In short, the point of these examples is that while Policy Gradient will eventually work, it suffers from sample inefficiency because it requires a massive amount of data to achieve convergence. Furthermore, since the return from a single trajectory can vary significantly due to stochastic factors, it also suffers from high variance as the values fluctuate wildly. Therefore, the lecture mentions that while standard policy gradient methods work well in environments with simulators, they are not suitable for problems that need to be adapted to the real world without a simulator. Then, how can we learn the quality (good or bad) of a specific action?

Improving Policy Gradient

Figure 4: Monte Carlo Return

If we look back at the Policy Gradient formula introduced earlier, there is a term that calculates the sum of rewards from a sampled trajectory (\(\sum_{t'=t}^T(s_{i, t'}, a_{i, t'})\)). However, due to the nature of Monte Carlo sampling, as shown in Figure 4, using the actual sum of obtained rewards (Monte Carlo Return) resulted in a high variance problem. To address this, we can mitigate the variance issue to some extent by using the Q-function, which represents the expected reward.

Fundamentally, the purpose of calculating the sum of rewards is to answer the question: “How much reward can I obtain by taking action \(a_{i, t}\) at the current state \(s_{i, t}\)?” The Monte Carlo approach opted to answer this by using the actual, observed value from a single run. However, rather than relying on the exactness of a single realization, utilizing the statistical estimate—specifically the mean value (expectation)—can significantly reduce the impact of the stochasticity mentioned earlier. This can be expressed in the formula as follows:

\[ \sum_{t'=t}^T E_{\pi_{\theta}}[r(s_{t'}, a_{t'}) \vert s_t, a_t] = Q(s_t, a_t) \]

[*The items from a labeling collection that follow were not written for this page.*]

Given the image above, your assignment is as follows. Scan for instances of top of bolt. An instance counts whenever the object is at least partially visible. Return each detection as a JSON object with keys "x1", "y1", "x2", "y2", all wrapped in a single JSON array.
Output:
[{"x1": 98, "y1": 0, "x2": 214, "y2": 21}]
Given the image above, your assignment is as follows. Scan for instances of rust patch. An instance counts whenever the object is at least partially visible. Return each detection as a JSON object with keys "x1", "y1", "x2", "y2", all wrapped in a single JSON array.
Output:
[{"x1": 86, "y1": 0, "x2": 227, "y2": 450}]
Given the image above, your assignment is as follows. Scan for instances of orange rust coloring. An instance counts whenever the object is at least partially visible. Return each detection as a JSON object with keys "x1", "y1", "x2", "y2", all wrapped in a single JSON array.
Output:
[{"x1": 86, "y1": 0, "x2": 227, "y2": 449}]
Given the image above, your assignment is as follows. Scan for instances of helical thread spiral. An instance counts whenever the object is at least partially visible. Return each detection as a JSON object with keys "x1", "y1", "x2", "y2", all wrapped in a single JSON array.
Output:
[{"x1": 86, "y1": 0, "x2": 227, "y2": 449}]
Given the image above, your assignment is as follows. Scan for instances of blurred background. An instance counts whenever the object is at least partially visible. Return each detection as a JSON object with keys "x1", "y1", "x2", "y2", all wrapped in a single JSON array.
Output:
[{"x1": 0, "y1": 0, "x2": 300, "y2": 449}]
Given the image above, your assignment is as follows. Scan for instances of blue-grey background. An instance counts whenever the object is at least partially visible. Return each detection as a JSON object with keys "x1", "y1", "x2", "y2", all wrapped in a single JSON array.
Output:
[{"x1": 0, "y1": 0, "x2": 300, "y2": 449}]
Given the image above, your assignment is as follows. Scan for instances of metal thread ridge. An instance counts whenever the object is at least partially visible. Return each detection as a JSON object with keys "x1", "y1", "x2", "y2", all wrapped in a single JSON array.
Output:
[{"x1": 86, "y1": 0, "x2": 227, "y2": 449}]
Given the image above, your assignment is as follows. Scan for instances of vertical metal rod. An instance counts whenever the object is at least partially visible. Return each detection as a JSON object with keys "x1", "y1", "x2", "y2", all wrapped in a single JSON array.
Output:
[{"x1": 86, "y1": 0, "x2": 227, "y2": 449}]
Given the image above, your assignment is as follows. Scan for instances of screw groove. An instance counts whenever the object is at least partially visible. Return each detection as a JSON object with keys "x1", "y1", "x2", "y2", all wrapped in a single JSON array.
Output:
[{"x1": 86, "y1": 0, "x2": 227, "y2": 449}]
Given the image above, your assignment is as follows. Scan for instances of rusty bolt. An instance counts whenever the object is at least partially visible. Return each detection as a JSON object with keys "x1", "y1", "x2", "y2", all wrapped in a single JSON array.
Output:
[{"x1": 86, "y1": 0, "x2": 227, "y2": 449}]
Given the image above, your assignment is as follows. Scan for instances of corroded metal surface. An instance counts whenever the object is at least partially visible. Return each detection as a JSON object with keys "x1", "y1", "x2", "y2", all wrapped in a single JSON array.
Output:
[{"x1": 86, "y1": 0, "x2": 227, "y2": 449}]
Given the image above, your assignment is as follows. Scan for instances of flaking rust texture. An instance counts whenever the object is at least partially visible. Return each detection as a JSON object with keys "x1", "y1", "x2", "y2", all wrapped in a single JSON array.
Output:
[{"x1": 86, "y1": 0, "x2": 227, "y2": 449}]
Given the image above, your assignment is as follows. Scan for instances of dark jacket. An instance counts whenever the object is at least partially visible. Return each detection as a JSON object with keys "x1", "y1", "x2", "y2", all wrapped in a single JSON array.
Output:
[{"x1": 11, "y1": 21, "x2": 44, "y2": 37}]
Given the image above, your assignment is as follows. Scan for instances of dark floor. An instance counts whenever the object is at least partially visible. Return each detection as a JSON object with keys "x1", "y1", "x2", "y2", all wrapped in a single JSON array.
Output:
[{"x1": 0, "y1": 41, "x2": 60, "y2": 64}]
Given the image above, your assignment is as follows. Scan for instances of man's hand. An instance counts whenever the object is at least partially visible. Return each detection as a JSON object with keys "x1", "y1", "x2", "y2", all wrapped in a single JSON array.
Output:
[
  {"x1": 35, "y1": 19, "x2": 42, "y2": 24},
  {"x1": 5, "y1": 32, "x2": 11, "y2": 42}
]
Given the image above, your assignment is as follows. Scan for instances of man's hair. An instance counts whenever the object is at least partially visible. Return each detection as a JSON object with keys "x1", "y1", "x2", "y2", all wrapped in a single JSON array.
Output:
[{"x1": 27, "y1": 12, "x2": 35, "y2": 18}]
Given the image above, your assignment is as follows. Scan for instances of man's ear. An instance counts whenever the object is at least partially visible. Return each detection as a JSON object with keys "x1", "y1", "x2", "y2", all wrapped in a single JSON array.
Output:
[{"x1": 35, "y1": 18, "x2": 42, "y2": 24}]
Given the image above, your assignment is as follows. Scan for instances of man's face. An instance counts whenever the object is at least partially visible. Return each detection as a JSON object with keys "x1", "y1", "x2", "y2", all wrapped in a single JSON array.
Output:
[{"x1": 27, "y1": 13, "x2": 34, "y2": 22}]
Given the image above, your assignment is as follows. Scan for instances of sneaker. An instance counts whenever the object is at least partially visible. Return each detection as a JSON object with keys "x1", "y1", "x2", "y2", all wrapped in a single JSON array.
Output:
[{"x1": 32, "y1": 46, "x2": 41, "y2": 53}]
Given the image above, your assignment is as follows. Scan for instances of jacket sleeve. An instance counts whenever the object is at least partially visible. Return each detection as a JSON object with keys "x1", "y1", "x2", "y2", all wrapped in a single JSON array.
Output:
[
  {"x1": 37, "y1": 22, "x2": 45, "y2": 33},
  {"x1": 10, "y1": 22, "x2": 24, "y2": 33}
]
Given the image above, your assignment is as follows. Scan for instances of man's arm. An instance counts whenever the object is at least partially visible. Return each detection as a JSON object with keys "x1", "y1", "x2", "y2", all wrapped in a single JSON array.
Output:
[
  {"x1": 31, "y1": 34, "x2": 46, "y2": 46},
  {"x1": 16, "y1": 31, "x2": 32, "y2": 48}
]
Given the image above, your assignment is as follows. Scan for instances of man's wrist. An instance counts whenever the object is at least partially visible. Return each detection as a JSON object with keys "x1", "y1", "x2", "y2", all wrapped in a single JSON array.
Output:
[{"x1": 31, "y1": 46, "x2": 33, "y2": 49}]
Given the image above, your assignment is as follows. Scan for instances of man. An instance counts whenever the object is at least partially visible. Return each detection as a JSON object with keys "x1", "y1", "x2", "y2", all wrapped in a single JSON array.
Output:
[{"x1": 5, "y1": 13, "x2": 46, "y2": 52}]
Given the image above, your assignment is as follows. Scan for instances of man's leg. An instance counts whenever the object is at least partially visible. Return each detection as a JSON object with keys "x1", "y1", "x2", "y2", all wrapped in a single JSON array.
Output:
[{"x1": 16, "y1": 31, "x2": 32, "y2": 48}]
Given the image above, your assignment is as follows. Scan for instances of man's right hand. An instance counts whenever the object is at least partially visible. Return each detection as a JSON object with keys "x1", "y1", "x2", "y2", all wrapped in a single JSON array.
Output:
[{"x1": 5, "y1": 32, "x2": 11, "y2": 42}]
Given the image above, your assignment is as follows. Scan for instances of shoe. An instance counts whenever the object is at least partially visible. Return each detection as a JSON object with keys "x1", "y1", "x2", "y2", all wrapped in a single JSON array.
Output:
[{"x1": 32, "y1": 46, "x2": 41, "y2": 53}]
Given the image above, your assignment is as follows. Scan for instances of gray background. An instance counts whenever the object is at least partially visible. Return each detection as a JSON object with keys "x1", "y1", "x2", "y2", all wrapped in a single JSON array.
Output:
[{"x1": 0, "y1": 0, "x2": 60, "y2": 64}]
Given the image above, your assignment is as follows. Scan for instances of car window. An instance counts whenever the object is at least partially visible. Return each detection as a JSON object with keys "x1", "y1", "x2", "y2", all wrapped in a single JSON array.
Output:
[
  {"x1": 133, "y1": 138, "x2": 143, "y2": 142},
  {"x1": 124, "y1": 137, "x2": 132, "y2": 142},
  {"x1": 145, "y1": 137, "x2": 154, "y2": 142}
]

Consequently, the standard policy gradient can be approximated using a formulation based on the Q-function, rather than the original expression based on rewards (\(r\)).

\[ \nabla_{\theta}J(\theta) \approx \frac{1}{N} \sum_{i=1}^N \sum_{t=1}^T \nabla_{\theta} \log_{\pi_{\theta}} (a_{i, t} \vert s_{i, t}) Q(S_{i, t}, a_{i, t}) \]

Furthermore, we can find room for improvement in how we calculate the baseline. If we perform Policy Gradient using only the raw value function (or Q-function), issues related to the scale of the values may arise. To address this, we can resolve the scaling issue by shifting our objective to measure “how much better an action is compared to the average value” when calculating the magnitude of the gradient update.

Previously, we calculated and subtracted a baseline \(b\), which corresponds to the average of Q-values: \(\frac{1}{N} \sum_{i} Q(s_{i, t}, a_{i, t})\). However, recall that the value function \(V(s_t)\) is essentially the expected value (average) of the Q-function over all possible actions at a specific state \(s_t\) (\(V(s_t) = \mathbb{E}_{a_t \sim \pi_{\theta}(\cdot \vert s_t)}[Q(s_t, a_t)]\)). This implies that the baseline \(b\) can be effectively replaced by \(V(s_t)\).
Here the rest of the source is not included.